Sampling locations for Cercospora beticola populations collected in 2015 from (A) New York and (B) Hawaii. Numbers 1, 2, 3, 4, and 5 in New York represent Farm 1, Farm 2, Field 3, Field 4 and Field 5, respectively. In Hawaii, MCG, UH and DH represent community gardens in Honolulu (MCG = Manoa community garden, UH = University of Hawaii organic garden, and DH = Diamond Head community garden). The map presented here are modified from https://commons.wikimedia.org/wiki/File:Map_of_New_York_County_Outlines.svg and https://upload.wikimedia.org/wikipedia/commons/e/e5/Interstate_H1_map.png. Figures were produced in Microsoft Paint and Microsoft PowerPoint 2013.

Figure 2

UPGMA dendrogram constructed based on Nei’s distance among Cercospora beticola populations from New York and Hawaii (MCG = Manoa community garden, UH = University of Hawaii organic garden, and DH = Diamond Head community garden), 2015, represented by state–field–host (TB = table beet and CH = Swiss chard).

Figure 3

Recurrent multi-locus genotypes and their frequency in Cercospora beticola populations from New York (Farm 1, Farm 2, Field 3, Field 4 and Field 5) and Hawaii (MCG = Manoa community garden, UH = University of Hawaii organic garden, and DH = Diamond Head community garden), 2015.

Figure 4

Discriminant Analysis of Principal Components for Cercospora beticola populations from New York (Farm 1, Farm 2, Field 3, Field 4 and Field 5) and Hawaii (MCG = Manoa community garden, UH = University of Hawaii organic garden, and DH = Diamond Head community garden), 2015.

Figure 5

Standardized pairwise genetic distance (Φ_PT/(1 − Φ_PT)) plotted against geographic distance among five Cercospora beticola populations in New York, 2015. The open squares and dashed line are based on the complete data set, and the filled circles and solid line are based on the clone-corrected data set.

Figure 6

UPGMA dendrogram of Cercospora beticola isolates collected in 2015 from New York (Farm 1, Farm 2, Field 3, Field 4 and Field 5) and Hawaii (MCG = Manoa community garden, UH = University of Hawaii organic garden, and DH = Diamond Head community garden) based on Bruvo’s distance. Bootstrap support values greater than 50 are shown above the branches. The thick orange and blue branches denote the two clusters detected through Bayesian clustering method implemented in STRUCTURE. The colour of the isolates correspond to the field/community garden they belong as indicated in the right-hand-side legend. The colour of the outer ring corresponds to the six clusters detected by DAPC analysis as shown in the left-hand-side legend and Fig. S3.

Figure 7

(A) Schematic alignment of the MAT1 idiomorphs in Cercospora beticola; MAT1-2-1 (top) and MAT1-1-1 (bottom), showing the position and orientation of the open reading frames with arrowed boxes, and position of introns with black lines.

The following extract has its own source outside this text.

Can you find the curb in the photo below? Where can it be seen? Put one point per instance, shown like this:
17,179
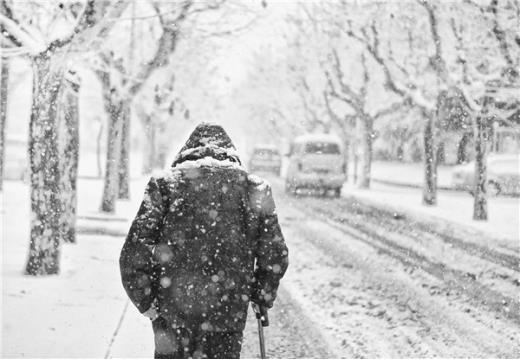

The position of the primers used for mating-type determination are shown with arrows bearing the primer number according to Table 5. The thick black and grey lines in the alignment represent differences and similarities, respectively. (B) Three-primer mating-type assay, resulting in PCR amplicons of ~1,700 and ~1,050 bp in MAT1-1 and MAT1-2 isolates, respectively. (C) Four-primer mating type assay, resulting in PCR amplicons of ~500 and ~700 bp in MAT1-1 and MAT1-2 isolates, respectively. The first and last line in each gel include 6 µL of O’GeneRuler 1 kb Plus DNA Ladder (Thermo Scientific).